LES VISIONS DE POLIDOR



Les visions de Polidor, en la cité de Nisance,
Pays armorique.
Un satyrique feu boüillant dans mes arteres,
J' escry ces visions aux severes censeurs,
Mais nul soit si hardy d' expliquer ces mysteres,
S' il n' est des plus sçavans au mestier des neuf soeurs.
De ces critiques vers moüelleux en substance
Le sens tropologic est du tout interdit,
À ceux qui n' ont humé l' air pesteux de Nisance,
N' y espluché les moeurs de ce peuple maudit.
Nisance est une ville aux isles armoriques
Dont les flancs sont souvent d' un grand fleuve battus
Où ne sont que serpens, que monstres fameliques,
Gens yvrongnes, grossiers, ennemis des vertus.

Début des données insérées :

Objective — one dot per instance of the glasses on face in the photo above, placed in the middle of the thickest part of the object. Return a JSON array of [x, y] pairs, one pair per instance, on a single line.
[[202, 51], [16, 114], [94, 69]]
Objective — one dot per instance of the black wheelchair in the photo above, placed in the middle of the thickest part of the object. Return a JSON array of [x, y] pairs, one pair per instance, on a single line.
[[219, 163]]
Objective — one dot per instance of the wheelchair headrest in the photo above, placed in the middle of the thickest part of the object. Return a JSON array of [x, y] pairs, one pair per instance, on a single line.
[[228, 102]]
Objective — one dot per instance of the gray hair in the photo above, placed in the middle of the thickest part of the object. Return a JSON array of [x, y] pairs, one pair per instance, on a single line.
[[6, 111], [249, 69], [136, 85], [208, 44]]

Là dans un vieux dongeon, je vy, ô cas indigne!
Plusieurs masles couplez d' un furieux amour
L' on me dit que c' estoient des pescheurs à la ligne,
Et que l' invention en venoit de la cour.
Aussi j' y vy pescher d' un jeune capitaine
L' honorable drapeau par cét accouplement,
L' autre au bout de sa ligne un cabinet entraine,
L' autre une pension, l' autre un gouvernement.
L' un qui portoit au cu la gregue boutonnée,
Les caleçons fendus en planche de sapin:
Me dit qu' un brave Mars assisté d' hymenee,
Avoit bany du ciel Ganimede et Jupin.
Quand j' eu consideré tant de jeunes moustaches,
Qui monstroient rechignant leur postures tous nus,
Je vy bien que j' estois en l' isle des bardaches
Où jamais n' habita la doüillette Venus.
Laissant ces pelerins aller à Sainct Fiacre,
Fuyans du pont de Sé les tonnerres grondants,
Je vy le chaperon d' un gerfaut, ou d' un sacre,
Qu' une hostesse invoquoit pour la rage des dents.
Hecatte estoit au bout de sa nocturne borne,
La nuist des-atelloit ses penibles moreaux,
Lors que le dieu Morphé par la porte de corne


Me fit voir en songeant ces prodiges nouveaux.
Je vy d' un magasin sortir une gargoüille
Qui engloutit vivant un grand monopoleur,
Un capitaine battre à grands coups de quenoüille:
Et l' ame de Calvin dans le corps d' un volleur.
Ce voleur s' enfuyant de la nouvelle Egypte
Emportoit les thresors des pauvres orphelins,
Alors qu' un surveillant adverty de la fuite,
Rompit à Chalanton l' escluse des moulins.
Deux chevesches je vy qui fondans des montagnes,
Des cris sepulcraliers menaçoient jour et nuict
Un tortu chastagner dont les branches brehagnes
Steriles ne portoient ny fueille, ny fleur, ny fruict.
Je vy Endimion, l' amoureux de Diane,
Prisonnier endormy d' un grand rocher couvert,
Fabrice et Metellus porter oreilles d' asne,
Et changer leur calotte en un chaperon vert.
Prés d' un grand carrefour une donzelle enrage,
Front ridé, nez chancreux, dos à vis de pressoir,
Qui disoit en pleurant: est-ce pas grand dommage
Quand la beauté deffaut à cul de bon vouloir!
Un difforme cyclope, un monstre de nature,


Plus cornu que les cerfs et les dains boccagers,
Mettoit dans sa chaudiere un froc à la teinture,
Où l' aumusse pendoit d' un chanoine d' Angers.
Il me sembloit à voir qu' un florissant royaume
En ruyne tomboit par trop de nouveauté,
Quand le vineux Bacchus caché dans un heaume
Par ses menades fut en triomphe porté.
Qui pourroit exprimer l' honneur que ces evantes
Sur le mont Citheron faisoient au bromien?
Les dances de cibelle avec ses coribantes
Prenant possession du sceptre Nysion?
Plus bas au fond obscur d' une salle venelle
Une vieille ridee aux cheveux tous chenus,
Disoit qu' en son jardin croissoit de la morelle,
Qui jettoit de la glace au brazier de Venus.
Passant chemin, je vy une cabarettiere,
Qu' un scribe carressoit dessus un tabouret,
La deesse Themis devenir taverniere,
Et le greffe tenir dedans un cabaret.
Je vy plaine de vin une infame boiteuse
Qui grommelant disoit à son vieux sacerdos
Quelle enrageoit de voir que sa fille amoureuse,
Faisoit à leur instar de la beste a deux dos.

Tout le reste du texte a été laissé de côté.